There is a desperation in the advice given to civilians. “Avoid. Deny. Defend.” meaning essentially “Run. Block the door. Fight like a caged animal.” It’s chilling to hear that from a law enforcement official’s mouth as official procedure, and it speaks to the range of factors that contribute to responding to a shooting from a law enforcement perspective.

Even though the average time for police units to respond to an incident on campus is about three minutes, much more time is spent determining whether it is safe to enter the building. Once in the building, according to Goley, each individual room of a building must be searched multiple times to ensure the area is secure.

In that time, between the first gunshot and the first blue uniform, anything can happen. But, that’s the purpose of the seminar: to provide you with enough information to get you thinking about what you would do in a similar situation.

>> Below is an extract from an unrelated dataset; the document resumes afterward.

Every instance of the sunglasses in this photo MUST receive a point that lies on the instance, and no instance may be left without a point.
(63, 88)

You should have observed which ways doors open so you can block them more effectively or be able to see a fire extinguisher as a potential weapon. It should narrow down your window of unpredictability and lessen fear, and controlling fear is powerful.

According to a Sep. 10 Gallup Poll, 48 percent of Americans fear being the victims of mass shootings. Since the start of this year, there have been 19 mass shooting, the most recent a spree killing on August 31 which left seven dead in its wake.

If fear is such a driving factor in the response to mass shootings, why is there not more attendance at an educational seminar that can take some of that fear away?

“It’s the trauma of not wanting to face that unpleasant truth,” Goley said. “Some folks aren’t ready for that.”

That may be true, but with mass shootings occurring roughly every 14 days on average in the United States, actions like surveying nearby exits, searching for potential weapons and planning escape routes seem less paranoid and more a necessary safety precaution.

Luckily, this seminar is not a one-time event. There will be other opportunities to learn on:

– October 9, from 2 to 4 p.m. in the Student Union Heritage Room

– October 24, from 5 to 7 p.m. in the Jennett Lecture Hall 1111

– November 5, 2 to 4 p.m. in the Jennett Lecture Hall 1111

“I challenge you all to tell one person you know about this,” Goley said as the small group prepared to leave, their eyes searching for potential alternative exits.